In order to prevent icing of the pneumatic system at low temperatures or to melt an already existing ice formation, a controllable heating element can be disposed on the air drying device, which is energized as required and prevents ice formation by giving off heat. However, such a heating element increases the costs of manufacture of the pneumatic system and the heater operation increases the energy consumption of the vehicle. It is also known to switch over the pneumatic system into a so-called cold mode by means of the control device for compressed air supply to protect against icing at low ambient temperatures. In the cold mode the compressor is switched to continuous operation by means of a simple control function, at least for a fixed predetermined period of time.
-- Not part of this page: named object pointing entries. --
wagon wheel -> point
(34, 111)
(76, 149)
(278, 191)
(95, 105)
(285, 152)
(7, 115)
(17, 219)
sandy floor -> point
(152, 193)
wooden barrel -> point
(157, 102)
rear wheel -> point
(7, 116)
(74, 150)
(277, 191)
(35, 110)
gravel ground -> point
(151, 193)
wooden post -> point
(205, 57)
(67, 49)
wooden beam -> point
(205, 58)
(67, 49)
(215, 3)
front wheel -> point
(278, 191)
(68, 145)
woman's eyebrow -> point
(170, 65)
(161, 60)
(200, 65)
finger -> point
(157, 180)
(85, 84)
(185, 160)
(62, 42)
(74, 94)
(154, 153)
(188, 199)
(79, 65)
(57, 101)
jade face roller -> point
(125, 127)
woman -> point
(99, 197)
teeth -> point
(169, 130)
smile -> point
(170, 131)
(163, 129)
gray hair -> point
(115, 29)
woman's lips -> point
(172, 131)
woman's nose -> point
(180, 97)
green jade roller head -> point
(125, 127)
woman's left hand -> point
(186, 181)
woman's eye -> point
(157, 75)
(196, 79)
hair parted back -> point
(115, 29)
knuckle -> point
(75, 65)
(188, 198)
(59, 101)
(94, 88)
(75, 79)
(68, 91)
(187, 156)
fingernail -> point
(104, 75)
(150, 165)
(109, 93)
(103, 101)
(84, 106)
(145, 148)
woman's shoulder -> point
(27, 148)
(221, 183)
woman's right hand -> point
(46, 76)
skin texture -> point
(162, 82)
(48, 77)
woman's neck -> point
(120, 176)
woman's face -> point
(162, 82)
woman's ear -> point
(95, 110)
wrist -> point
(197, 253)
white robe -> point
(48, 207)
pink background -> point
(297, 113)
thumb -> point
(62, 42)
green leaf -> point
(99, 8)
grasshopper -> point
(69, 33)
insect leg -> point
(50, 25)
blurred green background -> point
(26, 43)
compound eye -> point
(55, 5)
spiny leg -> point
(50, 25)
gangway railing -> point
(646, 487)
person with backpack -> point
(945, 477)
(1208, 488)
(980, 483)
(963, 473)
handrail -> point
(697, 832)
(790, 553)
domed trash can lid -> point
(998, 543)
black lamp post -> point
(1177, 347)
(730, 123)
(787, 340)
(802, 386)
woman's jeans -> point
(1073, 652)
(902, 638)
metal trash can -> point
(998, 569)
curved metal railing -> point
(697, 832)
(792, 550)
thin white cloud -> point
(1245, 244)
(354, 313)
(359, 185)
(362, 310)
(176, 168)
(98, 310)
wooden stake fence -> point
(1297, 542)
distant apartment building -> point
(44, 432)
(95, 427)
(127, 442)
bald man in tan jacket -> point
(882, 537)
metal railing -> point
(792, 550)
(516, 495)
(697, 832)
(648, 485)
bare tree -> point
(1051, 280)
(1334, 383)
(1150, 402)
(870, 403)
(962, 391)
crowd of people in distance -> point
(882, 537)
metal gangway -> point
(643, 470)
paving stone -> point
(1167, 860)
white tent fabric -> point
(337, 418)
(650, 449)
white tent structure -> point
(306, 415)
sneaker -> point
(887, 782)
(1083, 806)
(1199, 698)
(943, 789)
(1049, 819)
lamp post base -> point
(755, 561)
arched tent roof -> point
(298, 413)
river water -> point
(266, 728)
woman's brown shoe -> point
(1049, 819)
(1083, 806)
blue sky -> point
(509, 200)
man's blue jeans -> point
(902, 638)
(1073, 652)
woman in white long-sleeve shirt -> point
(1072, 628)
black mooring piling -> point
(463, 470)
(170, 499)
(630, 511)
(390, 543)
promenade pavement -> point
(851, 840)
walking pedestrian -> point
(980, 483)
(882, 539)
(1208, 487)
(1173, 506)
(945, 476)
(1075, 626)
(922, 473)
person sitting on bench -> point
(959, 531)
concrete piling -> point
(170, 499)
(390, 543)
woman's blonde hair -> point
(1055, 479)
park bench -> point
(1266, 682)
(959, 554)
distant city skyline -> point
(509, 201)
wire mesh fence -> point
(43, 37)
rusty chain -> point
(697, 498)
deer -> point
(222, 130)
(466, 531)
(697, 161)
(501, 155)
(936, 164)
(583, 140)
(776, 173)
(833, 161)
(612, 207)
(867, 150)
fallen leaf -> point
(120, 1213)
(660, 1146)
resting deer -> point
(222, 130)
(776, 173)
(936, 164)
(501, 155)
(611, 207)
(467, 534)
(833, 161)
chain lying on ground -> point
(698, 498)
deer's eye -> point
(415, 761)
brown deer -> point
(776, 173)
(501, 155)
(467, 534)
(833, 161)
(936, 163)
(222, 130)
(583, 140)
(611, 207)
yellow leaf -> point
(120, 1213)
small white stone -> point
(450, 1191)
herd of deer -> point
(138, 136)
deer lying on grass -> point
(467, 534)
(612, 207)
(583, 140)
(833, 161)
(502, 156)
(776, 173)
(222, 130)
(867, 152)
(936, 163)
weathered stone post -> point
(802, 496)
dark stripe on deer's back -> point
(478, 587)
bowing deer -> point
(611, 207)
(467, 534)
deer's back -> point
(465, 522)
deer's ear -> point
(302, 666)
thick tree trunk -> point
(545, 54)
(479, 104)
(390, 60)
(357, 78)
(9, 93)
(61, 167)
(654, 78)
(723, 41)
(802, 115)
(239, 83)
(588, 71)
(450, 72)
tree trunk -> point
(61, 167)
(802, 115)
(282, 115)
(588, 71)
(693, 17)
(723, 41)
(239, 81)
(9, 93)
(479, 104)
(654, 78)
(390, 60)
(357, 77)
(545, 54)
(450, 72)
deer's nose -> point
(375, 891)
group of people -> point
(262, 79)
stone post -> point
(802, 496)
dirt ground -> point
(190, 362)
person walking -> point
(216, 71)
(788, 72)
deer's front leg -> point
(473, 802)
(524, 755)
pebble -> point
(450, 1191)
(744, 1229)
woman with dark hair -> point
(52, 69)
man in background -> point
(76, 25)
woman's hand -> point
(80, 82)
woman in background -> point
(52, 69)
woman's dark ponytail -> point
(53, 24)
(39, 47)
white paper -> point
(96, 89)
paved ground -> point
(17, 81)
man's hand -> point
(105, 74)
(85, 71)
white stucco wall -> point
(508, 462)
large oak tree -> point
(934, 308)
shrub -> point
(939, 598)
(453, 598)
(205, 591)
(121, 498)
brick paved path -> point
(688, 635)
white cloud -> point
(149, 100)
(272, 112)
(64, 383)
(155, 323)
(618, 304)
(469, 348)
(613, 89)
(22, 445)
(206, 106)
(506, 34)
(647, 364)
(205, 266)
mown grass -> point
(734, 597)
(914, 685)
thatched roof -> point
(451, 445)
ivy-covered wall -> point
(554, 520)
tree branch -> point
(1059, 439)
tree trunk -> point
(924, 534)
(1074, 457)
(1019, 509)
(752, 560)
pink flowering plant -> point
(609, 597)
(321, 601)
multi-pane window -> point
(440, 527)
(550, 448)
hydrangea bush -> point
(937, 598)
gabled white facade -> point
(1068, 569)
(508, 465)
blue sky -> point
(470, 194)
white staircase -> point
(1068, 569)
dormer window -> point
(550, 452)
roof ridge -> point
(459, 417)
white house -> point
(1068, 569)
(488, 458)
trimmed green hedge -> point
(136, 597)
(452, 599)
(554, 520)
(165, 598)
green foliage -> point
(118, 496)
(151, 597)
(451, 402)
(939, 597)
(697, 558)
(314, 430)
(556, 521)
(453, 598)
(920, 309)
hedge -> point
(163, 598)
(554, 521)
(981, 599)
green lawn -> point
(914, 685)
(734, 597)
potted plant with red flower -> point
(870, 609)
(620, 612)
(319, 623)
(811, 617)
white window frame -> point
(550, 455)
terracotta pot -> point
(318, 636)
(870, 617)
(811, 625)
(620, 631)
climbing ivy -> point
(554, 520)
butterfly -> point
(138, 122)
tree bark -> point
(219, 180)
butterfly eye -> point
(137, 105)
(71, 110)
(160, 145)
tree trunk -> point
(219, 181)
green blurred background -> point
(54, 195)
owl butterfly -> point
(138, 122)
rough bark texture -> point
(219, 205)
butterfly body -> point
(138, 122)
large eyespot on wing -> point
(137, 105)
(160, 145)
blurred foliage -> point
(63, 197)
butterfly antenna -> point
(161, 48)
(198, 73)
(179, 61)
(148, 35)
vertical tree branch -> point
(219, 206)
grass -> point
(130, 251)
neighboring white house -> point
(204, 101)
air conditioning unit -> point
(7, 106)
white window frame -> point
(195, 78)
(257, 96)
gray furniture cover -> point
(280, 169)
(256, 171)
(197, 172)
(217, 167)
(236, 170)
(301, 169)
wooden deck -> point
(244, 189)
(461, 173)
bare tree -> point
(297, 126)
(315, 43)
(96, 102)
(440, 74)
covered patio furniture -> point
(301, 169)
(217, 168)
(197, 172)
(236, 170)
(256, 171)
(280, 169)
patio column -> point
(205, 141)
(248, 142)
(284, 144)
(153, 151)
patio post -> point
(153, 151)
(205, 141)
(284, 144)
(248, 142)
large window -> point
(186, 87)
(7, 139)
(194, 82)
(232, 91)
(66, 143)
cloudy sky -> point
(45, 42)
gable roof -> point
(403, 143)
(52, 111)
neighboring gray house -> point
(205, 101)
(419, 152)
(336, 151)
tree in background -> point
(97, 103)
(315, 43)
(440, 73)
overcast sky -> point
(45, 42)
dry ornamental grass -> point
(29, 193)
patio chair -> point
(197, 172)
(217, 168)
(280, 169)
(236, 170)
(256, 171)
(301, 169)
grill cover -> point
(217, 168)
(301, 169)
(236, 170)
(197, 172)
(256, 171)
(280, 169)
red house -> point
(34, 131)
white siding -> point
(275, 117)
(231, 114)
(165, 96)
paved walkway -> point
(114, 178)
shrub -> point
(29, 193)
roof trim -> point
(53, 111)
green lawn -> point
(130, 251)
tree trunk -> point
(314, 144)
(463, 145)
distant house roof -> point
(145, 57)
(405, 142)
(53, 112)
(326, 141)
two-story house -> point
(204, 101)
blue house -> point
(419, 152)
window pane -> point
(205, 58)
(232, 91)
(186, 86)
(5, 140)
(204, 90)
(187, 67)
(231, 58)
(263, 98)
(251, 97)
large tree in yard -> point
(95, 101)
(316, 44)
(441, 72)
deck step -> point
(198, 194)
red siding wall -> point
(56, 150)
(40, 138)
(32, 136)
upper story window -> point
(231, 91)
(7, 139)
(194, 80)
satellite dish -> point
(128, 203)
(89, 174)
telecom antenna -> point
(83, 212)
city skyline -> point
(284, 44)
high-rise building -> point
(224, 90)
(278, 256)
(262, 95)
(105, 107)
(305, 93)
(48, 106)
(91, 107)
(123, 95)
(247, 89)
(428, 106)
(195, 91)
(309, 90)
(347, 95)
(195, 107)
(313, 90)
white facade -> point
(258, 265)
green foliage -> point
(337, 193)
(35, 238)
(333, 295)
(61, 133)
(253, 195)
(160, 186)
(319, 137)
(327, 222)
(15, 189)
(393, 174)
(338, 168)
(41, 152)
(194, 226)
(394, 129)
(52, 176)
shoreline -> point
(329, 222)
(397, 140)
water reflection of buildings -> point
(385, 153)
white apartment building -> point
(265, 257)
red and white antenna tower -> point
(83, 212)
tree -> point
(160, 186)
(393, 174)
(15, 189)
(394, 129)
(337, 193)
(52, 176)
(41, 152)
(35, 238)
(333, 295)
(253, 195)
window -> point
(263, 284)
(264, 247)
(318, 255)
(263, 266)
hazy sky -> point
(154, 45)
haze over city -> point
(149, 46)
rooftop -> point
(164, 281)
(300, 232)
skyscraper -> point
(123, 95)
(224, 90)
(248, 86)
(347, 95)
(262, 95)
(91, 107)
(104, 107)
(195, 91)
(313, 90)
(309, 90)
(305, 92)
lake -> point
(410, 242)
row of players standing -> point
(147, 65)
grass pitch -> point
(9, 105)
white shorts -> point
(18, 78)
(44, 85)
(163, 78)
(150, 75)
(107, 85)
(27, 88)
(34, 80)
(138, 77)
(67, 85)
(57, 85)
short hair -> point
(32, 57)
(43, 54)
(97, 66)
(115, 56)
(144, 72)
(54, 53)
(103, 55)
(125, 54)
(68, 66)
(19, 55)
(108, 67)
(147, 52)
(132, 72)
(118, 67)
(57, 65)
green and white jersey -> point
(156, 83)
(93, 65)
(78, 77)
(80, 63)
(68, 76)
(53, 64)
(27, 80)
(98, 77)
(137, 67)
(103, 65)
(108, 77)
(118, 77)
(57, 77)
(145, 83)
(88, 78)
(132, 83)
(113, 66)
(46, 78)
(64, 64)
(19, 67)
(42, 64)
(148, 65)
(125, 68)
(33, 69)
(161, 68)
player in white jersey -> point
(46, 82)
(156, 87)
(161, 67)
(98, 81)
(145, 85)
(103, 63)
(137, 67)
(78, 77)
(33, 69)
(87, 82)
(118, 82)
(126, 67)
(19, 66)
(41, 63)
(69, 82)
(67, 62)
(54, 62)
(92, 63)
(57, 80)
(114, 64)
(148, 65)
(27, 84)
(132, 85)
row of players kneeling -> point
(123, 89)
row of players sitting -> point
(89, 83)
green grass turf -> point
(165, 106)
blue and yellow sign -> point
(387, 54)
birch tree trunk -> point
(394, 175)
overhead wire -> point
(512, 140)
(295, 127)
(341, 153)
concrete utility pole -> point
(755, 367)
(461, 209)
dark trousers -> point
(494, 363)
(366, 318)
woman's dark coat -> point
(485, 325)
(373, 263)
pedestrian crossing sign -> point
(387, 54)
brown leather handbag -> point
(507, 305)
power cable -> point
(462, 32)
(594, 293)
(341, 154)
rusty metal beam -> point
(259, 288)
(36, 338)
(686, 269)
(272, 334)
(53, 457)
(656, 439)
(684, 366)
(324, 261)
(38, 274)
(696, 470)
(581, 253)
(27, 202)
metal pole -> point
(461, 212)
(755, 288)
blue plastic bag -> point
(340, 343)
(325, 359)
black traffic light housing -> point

The compressed air that is heated by the compression process in the compressor gives off heat to the air drying device during this, so that the components at risk of freezing do not ice up. However, additional compressed air is produced by the temporary continuous operation in the cold mode that is not always required by the pneumatic system. The excess compressed air can be discharged to the surroundings by opening the venting valve. By feeding in warm compressed air and discharging warm compressed air, the system components, in particular the venting valve, are also kept working at low temperatures. However, the temporary additional continuous operation of the compressor increases the wear thereof and the energy consumption of the pneumatic system.
An air drying device of a pneumatic system for vehicles and a method for preventing ice formation on a venting valve device of such an air drying device are generally known. For example, the air drying device may comprise a compressor connector for connecting a compressor, a venting connector for connecting the air drying device to the atmosphere by means of the selectively opened or closed venting valve device and a working connector of the pneumatic system. With the venting valve device closed, compressed air supplied by the compressor to the compressor connector is conveyed into the pneumatic system by means of the working connector. With the venting valve device opened, compressed air supplied by the compressor to the compressor connector is discharged into the atmosphere, wherein the compressed air heated in the compressor is fed to the venting valve device by a direct flow path without any detours. The warm compressed air is supplied to the venting valve device as required, in particular at low temperatures, as a preventative measure to protect against icing.